Jeannie Gunn taken 1938During the Second World War she continued her devotion to the welfare of all servicemen from Monbulk. Once again she wrote letters, sent parcels and kept many informed with what was happening back home. Some she wrote to had been 'Her Boys' during the First World War, having taken on a uniform once more, while others were sons of 'Her Boys', lads she had encouraged and often tutored on her many visits to Monbulk. One lengthy letter to Jim Cowey Jnr is typical of her loyalty to the men of Monbulk. While he was stationed in Darwin with the RAAF, she affectionately took time to relate to him stories she had collected regarding the Territory as well as some of her own personal experiences of the area and passed on news from local people she had been in contact with. It was in fact one of the last letters he received as he was posted missing not long after and the letter was found amongst his personal effects that were returned to his mother.(68)
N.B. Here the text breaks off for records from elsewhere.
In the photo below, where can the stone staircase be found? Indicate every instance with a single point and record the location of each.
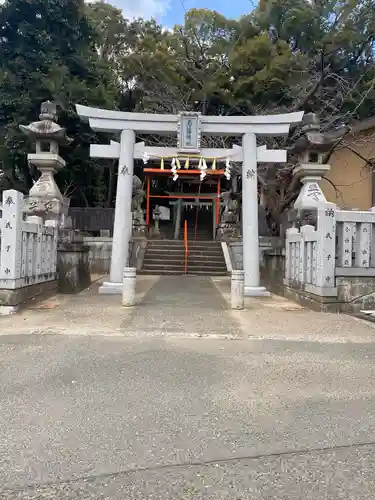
(168, 257)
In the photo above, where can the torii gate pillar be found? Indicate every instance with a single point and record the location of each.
(250, 230)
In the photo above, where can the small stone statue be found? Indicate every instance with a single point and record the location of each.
(156, 216)
(230, 216)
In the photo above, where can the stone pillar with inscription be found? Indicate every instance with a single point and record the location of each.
(45, 199)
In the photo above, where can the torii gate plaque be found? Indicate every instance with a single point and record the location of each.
(127, 124)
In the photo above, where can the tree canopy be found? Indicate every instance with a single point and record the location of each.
(285, 55)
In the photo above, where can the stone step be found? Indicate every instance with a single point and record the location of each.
(191, 244)
(205, 257)
(157, 254)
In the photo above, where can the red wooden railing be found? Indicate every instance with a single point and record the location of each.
(186, 246)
Also during the war she attended a number of special functions held at Monbulk to raise funds for patriotic welfare causes. She also continued to assist any of 'Her Boys' who were in need of her help and guidance. In an incident that mirrored his father's situation during the First World War, Alan Bowman, the son of Richard Bowman, appealed to Mrs Gunn to help get him overseas.
Alan Bowman:(69)
I served my apprenticeship as an engineer, I was a toolmaker. I couldn't get into the forces because of the protected undertaking that I was in, they just wouldn't enlist you and I wanted to get in. In 1943 services for the RAAF were given number one priority and I said ‘Oh I'll join that’. So I talked it over with Dad and he said ‘I'll get Mrs Gunn to fix it for you’. Of course Mrs Gunn had fixed it for Dad back in 1916, arranging for him to get overseas. Anyway he said he'd go and see Mrs Gunn, she lived at Manningtree Road, Hawthorn.
Richard Bowman:(70)
Alan was in a position that was restricted and he wanted to get into the Airforce. He had to get out of his job so I got Mrs Gunn to get him out.
Alan Bowman:(71)
I'll never forget this, Mrs Gunn was a great friend of Essington Lewis who was the director of manpower and he was able to do it. The fact is I could not get into the services because I was in a protected undertaking and Mrs Gunn somehow got me in. I was quite pleased about that.
Richard Bowman:(72)
Mrs Gunn helped us again. Two or three times I've called on her to help my family out.
One Soldier that visited her at her home in Hawthorn during the war was the eldest son of Bett Bett, who had enlisted and was for a time stationed in Victoria.(73) In fact Bett Bett herself, now Mrs Dolly Bonson, had spent much of the war in a camp in Victoria having been evacuated from Darwin during the bombings.(74)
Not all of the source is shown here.